The Board acknowledges that a remuneration policy should motivate management and promote the long-term growth of shareholder value. The Board will establish the Remuneration and Nomination Committee which is responsible for all elements of the remuneration and for determining and agreeing with the Board the framework or broad policy for remuneration, with such remuneration being aligned to the Company’s purpose and values.
The Company does not intend to remunerate its directors at Admission, as the Board has collectively agreed that for such time as the Company’s sole investment is a 10.04 per cent. stake in Rendeavour (net of treasury shares) the Company is reliant on dividend income and therefore it would not be appropriate for the Company to enter into outgoing fee arrangements with directors. This arrangement will be kept under continual review and it is expected that director fees will be put in place as the Company grows. There is no requirement under BVI law for directors to have service agreements or appointment letters. Dr. Jerome Booth, Rachel Adison and Philip Johnson have letters of appointment; however, Lord Ashcroft, Philip Osborne and Melquisedec Urbina Flores do not.
The Board accepts that the above arrangements are not in line with typical UK market practice or the QCA Code, but nevertheless believes that its remuneration structure is appropriate for a company of its size and current development stage, and given its status as an Investing Company at this juncture. The Remuneration and Nomination Committee will consider putting in place a formal remuneration policy, in line with market standards in due course, as the Company evolves.
Responses to the principles of the QCA Code and the information will be contained in the Company’s annual report and accounts as well as on its website, providing details to all stakeholders on how the Company will be governed.

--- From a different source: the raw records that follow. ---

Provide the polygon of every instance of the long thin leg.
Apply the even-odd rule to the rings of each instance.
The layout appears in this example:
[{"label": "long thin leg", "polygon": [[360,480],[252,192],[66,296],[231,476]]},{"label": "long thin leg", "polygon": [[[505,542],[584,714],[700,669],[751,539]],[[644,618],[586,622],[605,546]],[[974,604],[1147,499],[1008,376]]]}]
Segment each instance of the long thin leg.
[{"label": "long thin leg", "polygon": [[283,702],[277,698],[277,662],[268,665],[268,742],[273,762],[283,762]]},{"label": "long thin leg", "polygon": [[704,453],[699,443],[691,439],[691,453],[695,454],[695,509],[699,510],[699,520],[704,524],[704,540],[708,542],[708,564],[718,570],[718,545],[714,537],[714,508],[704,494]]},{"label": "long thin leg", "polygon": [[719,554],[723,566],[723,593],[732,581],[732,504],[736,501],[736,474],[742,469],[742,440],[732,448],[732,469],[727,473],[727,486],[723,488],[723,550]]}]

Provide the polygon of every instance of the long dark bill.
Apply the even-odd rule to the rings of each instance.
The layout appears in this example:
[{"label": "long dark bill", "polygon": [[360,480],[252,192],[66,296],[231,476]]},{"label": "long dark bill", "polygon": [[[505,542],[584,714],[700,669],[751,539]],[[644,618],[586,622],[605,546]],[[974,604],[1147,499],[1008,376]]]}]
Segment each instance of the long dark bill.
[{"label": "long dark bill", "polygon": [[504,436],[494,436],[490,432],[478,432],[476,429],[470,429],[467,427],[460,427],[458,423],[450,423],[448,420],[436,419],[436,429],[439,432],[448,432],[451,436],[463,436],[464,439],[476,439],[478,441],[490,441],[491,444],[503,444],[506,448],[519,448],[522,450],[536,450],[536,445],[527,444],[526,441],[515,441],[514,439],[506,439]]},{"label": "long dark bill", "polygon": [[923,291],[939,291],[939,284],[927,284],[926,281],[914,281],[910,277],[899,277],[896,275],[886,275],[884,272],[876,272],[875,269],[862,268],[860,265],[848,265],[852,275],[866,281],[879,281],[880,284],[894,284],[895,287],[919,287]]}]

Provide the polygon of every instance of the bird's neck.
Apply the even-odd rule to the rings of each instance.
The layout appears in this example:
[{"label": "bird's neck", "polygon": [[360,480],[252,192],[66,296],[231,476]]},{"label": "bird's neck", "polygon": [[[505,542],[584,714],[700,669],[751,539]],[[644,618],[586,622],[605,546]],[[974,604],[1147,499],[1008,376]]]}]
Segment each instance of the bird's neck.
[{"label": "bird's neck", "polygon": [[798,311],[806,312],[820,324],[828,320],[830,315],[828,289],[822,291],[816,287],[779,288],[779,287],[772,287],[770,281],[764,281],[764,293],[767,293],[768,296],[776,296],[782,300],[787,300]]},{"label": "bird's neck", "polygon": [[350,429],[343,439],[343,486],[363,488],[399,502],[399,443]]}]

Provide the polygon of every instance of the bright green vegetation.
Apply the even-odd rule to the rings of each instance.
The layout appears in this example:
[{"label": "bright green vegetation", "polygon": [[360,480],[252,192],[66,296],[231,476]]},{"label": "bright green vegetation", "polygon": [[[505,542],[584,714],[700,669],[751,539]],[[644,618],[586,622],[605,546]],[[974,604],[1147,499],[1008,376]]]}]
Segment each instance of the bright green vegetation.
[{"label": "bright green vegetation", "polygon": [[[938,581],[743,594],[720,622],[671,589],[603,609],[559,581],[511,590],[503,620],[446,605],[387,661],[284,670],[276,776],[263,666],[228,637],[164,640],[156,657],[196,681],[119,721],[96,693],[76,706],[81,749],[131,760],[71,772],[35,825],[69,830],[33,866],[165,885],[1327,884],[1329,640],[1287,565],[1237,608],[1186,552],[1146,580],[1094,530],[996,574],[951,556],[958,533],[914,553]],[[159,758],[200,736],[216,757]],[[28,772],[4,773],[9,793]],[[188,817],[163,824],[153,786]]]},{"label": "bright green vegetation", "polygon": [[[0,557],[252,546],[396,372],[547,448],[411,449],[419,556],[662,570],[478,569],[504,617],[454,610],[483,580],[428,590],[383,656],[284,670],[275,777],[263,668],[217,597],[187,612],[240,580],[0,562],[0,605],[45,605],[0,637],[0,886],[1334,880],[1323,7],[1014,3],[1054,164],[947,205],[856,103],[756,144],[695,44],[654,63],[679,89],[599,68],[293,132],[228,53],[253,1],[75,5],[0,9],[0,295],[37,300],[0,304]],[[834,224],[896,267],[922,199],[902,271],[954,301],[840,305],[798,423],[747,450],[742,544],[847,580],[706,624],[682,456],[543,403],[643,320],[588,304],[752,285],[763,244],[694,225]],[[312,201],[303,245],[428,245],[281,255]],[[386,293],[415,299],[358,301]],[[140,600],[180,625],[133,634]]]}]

The Board is of the view that the Company’s annual report and accounts as well as its half year report are key communication channels through which progress in meeting the Company’s objectives and updating its strategic targets can be given to Shareholders following Admission. In addition, the Company will hold annual general meetings.
Shareholders will also be kept up to date with Company developments by way of announcements made through a RNS on matters of a significant substance and/or a regulatory nature. Updates will be provided to the market from time to time, including any financial information, and any expected deviations to market expectations will be announced through a RNS.